The case of the day is JK v. VKP (Sweden S. Ct. 2022). No, I do not generally keep track of the Swedish Supreme Court; I picked up on the case at the excellent EAPIL Blog. A daughter sought child support from her father. She sought an order requiring the father to produce Danish tax assessment notices he had received. He claimed he didn’t have them, but it was undisputed that he could obtain them by simply logging on to the Danish tax website. The question: did he have “possession” of the notices, such that he could be required to produce them?

For Americans, this is a no-brainer. We have a very well-developed body of law on pre-trial discovery, and we don’t focus just on possession, but on possession, custody, or control. An American court would almost certainly say that the father had possession of the notices, but in any event, it was clear that he at least had control of them, as he could easily obtain them and had a right to obtain them. The Swedish court followed a similar course, holding that for documents stored “on the internet,” which of course really means on a cloud server in some location or other, “possession” is established when a party has an unconditional right to access the document.

The court recognized that the question of where the documents are stored is irrelevant.
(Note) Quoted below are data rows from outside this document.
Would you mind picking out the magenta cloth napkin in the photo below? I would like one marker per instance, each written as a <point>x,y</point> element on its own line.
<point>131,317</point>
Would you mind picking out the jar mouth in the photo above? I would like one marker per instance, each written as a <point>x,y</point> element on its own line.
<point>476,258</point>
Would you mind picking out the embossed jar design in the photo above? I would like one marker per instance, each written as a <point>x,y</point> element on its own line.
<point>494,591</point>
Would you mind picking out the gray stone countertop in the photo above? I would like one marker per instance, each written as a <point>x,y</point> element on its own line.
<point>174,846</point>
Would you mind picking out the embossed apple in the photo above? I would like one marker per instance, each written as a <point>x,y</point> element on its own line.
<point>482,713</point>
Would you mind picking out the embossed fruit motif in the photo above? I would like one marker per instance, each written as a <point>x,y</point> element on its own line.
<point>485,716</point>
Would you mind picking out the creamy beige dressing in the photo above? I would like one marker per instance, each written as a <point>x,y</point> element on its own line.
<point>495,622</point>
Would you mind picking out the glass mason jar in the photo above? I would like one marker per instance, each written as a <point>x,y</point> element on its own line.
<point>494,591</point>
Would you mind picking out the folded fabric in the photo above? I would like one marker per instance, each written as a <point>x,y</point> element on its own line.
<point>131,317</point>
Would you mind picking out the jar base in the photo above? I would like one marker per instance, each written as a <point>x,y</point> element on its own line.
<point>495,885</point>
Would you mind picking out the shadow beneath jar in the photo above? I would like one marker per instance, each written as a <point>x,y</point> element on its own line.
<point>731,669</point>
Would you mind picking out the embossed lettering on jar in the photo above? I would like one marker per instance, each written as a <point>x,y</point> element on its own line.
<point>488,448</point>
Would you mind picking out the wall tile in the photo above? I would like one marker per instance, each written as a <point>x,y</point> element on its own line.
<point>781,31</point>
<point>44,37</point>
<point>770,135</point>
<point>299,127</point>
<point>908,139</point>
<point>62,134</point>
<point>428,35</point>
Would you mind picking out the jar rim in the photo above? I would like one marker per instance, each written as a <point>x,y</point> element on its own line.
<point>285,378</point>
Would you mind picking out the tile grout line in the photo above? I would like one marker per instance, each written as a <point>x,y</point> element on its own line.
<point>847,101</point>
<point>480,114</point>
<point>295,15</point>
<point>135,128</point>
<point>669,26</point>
The order to produce the document acts on the person subject to the order, not on the documents themselves. I love this bit, because it’s precisely how our law views the situation. The order to produce the documents operates in personam, not in rem.

Of course, there may be blocking statutes or other rules in the place where the information is kept that can affect the calculus about what the party should be ordered to do. This is precisely what our Aerospatiale case is about. But those rules are an overlay on the basic principle that when a party has the ability to produce documents, the location of the documents is not the relevant consideration.